Maladain et son ballet de Biarritz font une halte à Chaillot sous un déluge d’applaudissements pour une arche de « Noé », sur la Messa di Gloria de Rossini (du lourd !), qui fait la part belle aux farandoles de tout types, travaillant les effets de groupe autant que la patience, car ce n’est pas parce que c’est bien fait que ce n’est pas lassant à force. Mais surtout, pour un tel calibre de chorégraphe, c’est un peu décevant : on peut mener le spectacle de fin d’année à son paroxysme, ça n’empêche pas de passer un peu à côté de son sujet et de son niveau. De l’ambition, que diable ! Ça arrive tardivement. Pas désagréable, un peu longuet pour 1h10 (eurg !?), il faudra surtout que je m’abstienne de regarder le prix de la place pour ne pas gâcher un non-déplaisir. En fait, c’était assez à l’image de toute la saison cette année. À se demander si c’est bien la peine de renouveler l’expérience de l’abonnement pour l’an prochain, très sérieusement… (Ah, j’ai vu : 12€. Avec la réduction, ok. Sans, la saison prochaine, faudrait pas pousser)

retour de l’être aimé

Un étrange film, à la construction « perceptive » (pour un reprendre un vocabulaire très MBTI), où récit et réalité se mélangent bon nombre de fois, l’un dans l’autre et chronologiquement. « Les fantômes d’Ismaël » d’Arnaud Desplechin, avec un Mathieu Amalric brouillon dans le rôle d’Ismaël, ce sont les tourments passés et présents d’un homme un peu trop sentimental pour supporter tout ce qui lui arrive.

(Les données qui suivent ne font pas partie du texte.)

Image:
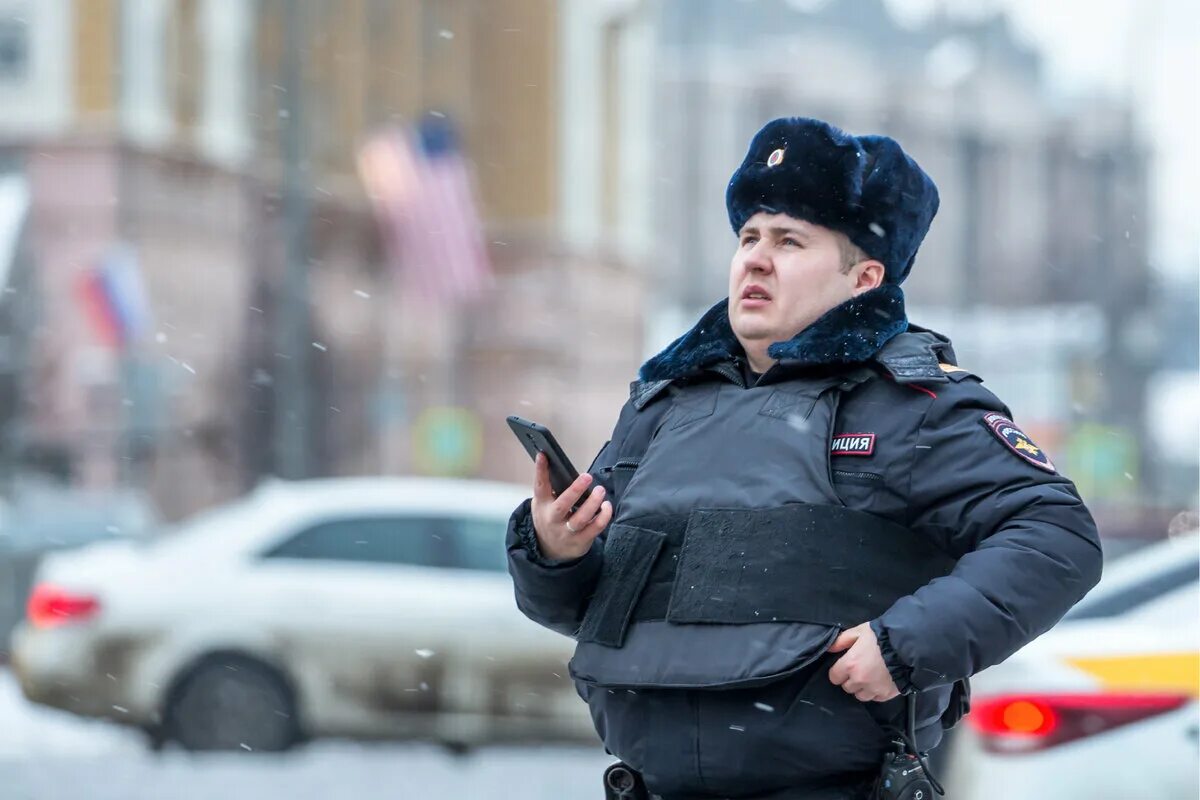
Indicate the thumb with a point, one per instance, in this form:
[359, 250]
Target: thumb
[844, 641]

Marion Cotillard a disparu depuis vingt ans, et Charlotte Gainsbourg a pris sa place depuis deux : on y gagnerait au change si les spectres n’avaient cette désagréable tendance à la réapparition. C’est souvent trop théâtral (notamment chez Laszlo Szabo) pour être parfaitement crédible, et ça sent la biographie microcosmique, abordant peut-être trop de thèmes pour ne pas se perdre un peu (à escient ?), notamment une thématique fraternelle (Louis Garrel rasé, mode ours) entre diplomatie et espionnage qui ne trouve pas d’aboutissement, mais comme c’est intelligent on y trouve son compte, au fil d’un 15ème quatuor de Beethoven qui fait toujours son effet. Il paraît que la version longue est meilleure parce qu’on y est encore plus paumé — les personnages et les spectateurs. Pourquoi pas.